On Thursday, October 19th, between 4:55 PM UTC+2 and 6:25 PM UTC+2, Fasterize european platform was unable to optimize web pages for all customers. The original version was then delivered.

We discovered that between 4:45 PM UTC+2 and 5:50 PM UTC+2, a specific request was made that caused a failure in the Fasterize engine during optimization and left the process in a non-functional state.

The number of functional processes then decreased until it fell below a critical threshold. Our engine then automatically switched to a degraded mode where pages were no longer optimized and served without delay.

At 5:29 PM UTC+2, the oncall team manually added capacity to the platform to return to a stable state, but this did not definitely improve the situation. Starting from 6:15 PM UTC+2, the optimization processes gradually resumed traffic. The engine then returned to its normal mode of operation.
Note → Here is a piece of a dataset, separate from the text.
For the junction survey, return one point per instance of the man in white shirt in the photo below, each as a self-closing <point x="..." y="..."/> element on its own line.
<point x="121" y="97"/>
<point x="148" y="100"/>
To prevent any further incidents, the request has been excluded from optimizations and a fix on the optimization engine is being developed.

Action plan

Short term:

  • Fix the engine to optimize the responsible request without any crashes

Medium term:

  • Review the health check system at the engine level to automatically restart non-functional processes
Posted Oct 23, 2023 - 23:31 CEST

This incident has been resolved at 18h25 (Paris time). A post mortem will follow.
Posted Oct 20, 2023 - 09:22 CEST
We're monitoring the results but everything's fine. Seems to be related to a schema change in a storage component (to be confirmed after the RCA).
Posted Oct 19, 2023 - 18:49 CEST
We have mitigated the issue. Performance is back to normal. Still investigating for the root cause.
Posted Oct 19, 2023 - 18:35 CEST
We currently have some issues on our european infrastructure. Being fixed. Slight impact on acceleration. Some pages can have some slowdowns. Some optimizations are disabled.
Posted Oct 19, 2023 - 18:04 CEST
This incident affected: Acceleration.